今後は、再び5日移動平均線を上抜け、上昇トレンドを継続するのか、それとも75日移動平均線(青線)をも下抜け、下落に転じていくのか、要注目です。
まとめ
【業績】
- 今期(2023年3月期)1Qの業績は、電子・半導体、機械、石材・建設業界の売り上げが前年同期比で増加し、
前年同期比 増収増益で、売上高は1割の増収、利益面は2倍程度の増益で好調な結果。 - 今期の通期予想は、前期比 増収増益で、売上高は1割増、利益面は、営業利益は1割強増、経常利益は微増だが、純利益は2割強の減益を見込んでおり、
その予想に対する進捗率は、1Q終了時点で、売上高、利益面ともに1/4程度で順調。
【株主還元】
- 配当利回りは2.82%で、東証プライムの単純平均 2.32%(8/5時点) と比較すると高い水準。
- 直近5年間の配当金は、年間1株あたり6~24円で推移し、
配当性向は、最終赤字の年を除き30%台~45%で推移。 - 会社の方針は、配当性向40%を目安に配当金額を決定し、1株当たりの年間配当金は6円(中間3円、期末3円)を下回らないとしており、安心感がある。
【流動性・自社株買い数量】
- 直近の出来高の5日平均は1,658百株、25日平均は1,641百株で、流動性は平均的な水準。
- 自社株買い数量は、発行済み株式総数(自己株式を除く)の3.60%と多い数量。
【株価モメンタム】
- 週足ベースの株価は、昨年9月下旬に高値(743円)をつけた後は、下落トレンドで推移していたが、
今年3月に安値(525円)をつけた後は上昇に転じており、現時点では、全ての移動平均線の上に位置している。 - 直近の株価は、ずっと右肩上がりの上昇トレンドで推移しており、8月初に高値(652円)をつけたが、直近では5日移動平均線の下で調整中。

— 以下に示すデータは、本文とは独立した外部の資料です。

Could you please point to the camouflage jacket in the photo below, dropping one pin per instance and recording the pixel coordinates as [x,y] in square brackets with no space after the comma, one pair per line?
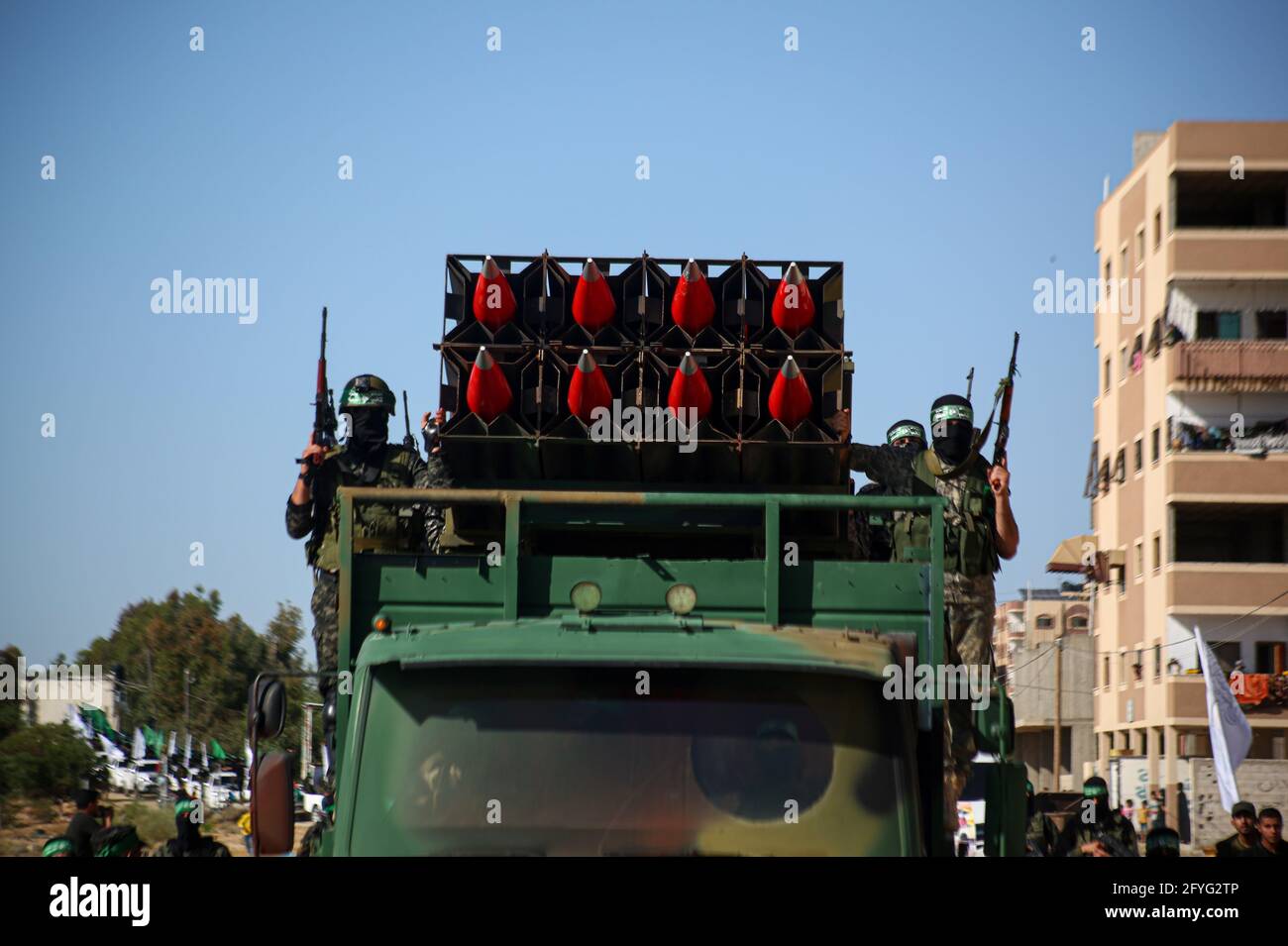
[1115,832]
[375,525]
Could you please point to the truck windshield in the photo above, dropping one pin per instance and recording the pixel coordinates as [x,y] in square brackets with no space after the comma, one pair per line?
[608,761]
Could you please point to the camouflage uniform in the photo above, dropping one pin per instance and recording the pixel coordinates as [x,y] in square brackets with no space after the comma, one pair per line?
[376,524]
[1112,830]
[970,560]
[1039,838]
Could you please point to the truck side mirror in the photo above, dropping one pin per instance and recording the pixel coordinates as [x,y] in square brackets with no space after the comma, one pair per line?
[267,705]
[271,806]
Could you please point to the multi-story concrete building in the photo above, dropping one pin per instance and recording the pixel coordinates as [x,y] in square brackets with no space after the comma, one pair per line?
[1030,633]
[1189,472]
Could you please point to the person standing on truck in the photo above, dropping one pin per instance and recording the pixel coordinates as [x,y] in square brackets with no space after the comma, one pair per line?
[1095,829]
[874,529]
[366,460]
[979,530]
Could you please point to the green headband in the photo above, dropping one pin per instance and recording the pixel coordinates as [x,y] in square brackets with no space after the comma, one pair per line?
[952,412]
[910,430]
[55,846]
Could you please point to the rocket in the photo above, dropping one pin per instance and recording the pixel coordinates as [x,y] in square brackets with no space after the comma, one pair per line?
[794,306]
[692,305]
[690,389]
[588,387]
[493,299]
[488,392]
[592,301]
[790,400]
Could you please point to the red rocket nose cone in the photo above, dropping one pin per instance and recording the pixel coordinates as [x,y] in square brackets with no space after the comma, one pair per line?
[588,389]
[592,301]
[694,305]
[790,400]
[488,392]
[493,299]
[794,306]
[690,389]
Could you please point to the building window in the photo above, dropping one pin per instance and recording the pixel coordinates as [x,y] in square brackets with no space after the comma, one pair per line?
[1231,533]
[1273,323]
[1219,325]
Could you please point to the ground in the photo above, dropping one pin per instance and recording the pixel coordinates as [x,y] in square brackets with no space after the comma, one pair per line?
[26,826]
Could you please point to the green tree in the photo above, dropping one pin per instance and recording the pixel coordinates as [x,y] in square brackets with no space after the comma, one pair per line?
[44,761]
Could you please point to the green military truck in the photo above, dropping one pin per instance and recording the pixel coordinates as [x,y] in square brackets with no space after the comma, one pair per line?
[619,649]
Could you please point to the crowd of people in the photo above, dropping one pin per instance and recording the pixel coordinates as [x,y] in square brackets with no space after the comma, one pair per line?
[91,833]
[1096,829]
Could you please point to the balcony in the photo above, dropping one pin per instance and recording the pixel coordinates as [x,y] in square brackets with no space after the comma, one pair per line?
[1198,473]
[1186,696]
[1199,585]
[1229,366]
[1216,254]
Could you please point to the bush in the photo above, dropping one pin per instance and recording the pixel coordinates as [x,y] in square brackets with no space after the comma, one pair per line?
[44,761]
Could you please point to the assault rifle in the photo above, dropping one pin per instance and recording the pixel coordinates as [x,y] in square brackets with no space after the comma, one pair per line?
[1006,387]
[323,407]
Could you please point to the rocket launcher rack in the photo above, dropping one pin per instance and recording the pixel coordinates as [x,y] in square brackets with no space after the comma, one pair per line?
[540,330]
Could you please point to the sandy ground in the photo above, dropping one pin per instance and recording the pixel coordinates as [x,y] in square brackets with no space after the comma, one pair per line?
[26,829]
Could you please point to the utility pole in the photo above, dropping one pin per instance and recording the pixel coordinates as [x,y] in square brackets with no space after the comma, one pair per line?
[1059,680]
[307,748]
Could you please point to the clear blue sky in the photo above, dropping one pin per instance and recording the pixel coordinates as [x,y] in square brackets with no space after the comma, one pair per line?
[175,429]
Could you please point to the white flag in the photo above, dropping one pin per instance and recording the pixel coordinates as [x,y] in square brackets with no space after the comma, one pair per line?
[114,755]
[76,722]
[1228,725]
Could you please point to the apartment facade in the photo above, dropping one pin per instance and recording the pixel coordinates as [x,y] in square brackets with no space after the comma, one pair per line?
[1189,467]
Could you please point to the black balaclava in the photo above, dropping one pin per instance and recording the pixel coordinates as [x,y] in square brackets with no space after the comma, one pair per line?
[369,430]
[952,424]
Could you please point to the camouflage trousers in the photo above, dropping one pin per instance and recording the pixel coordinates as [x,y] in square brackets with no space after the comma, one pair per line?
[326,626]
[969,604]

- 今後の株価は、再び5日移動平均線を上抜け、上昇トレンドを継続するのか、それとも75日移動平均線をも下抜け、下落に転じていくのか要注目。
以上のことから、
レベル (⭐(最低)~ ⭐⭐⭐⭐⭐(最高)) | |
業績 | ⭐⭐⭐⭐ |
株主還元 (配当、株主優待等) | ⭐⭐⭐ |
株価モメンタム | ⭐⭐⭐⭐ |
流動性 | ⭐⭐⭐ |
自社株買い数量 | ⭐⭐⭐⭐ |
総合判定 | ⭐⭐⭐⭐(買い) |
と判断しました。
最後までご覧いただき、ありがとうございました。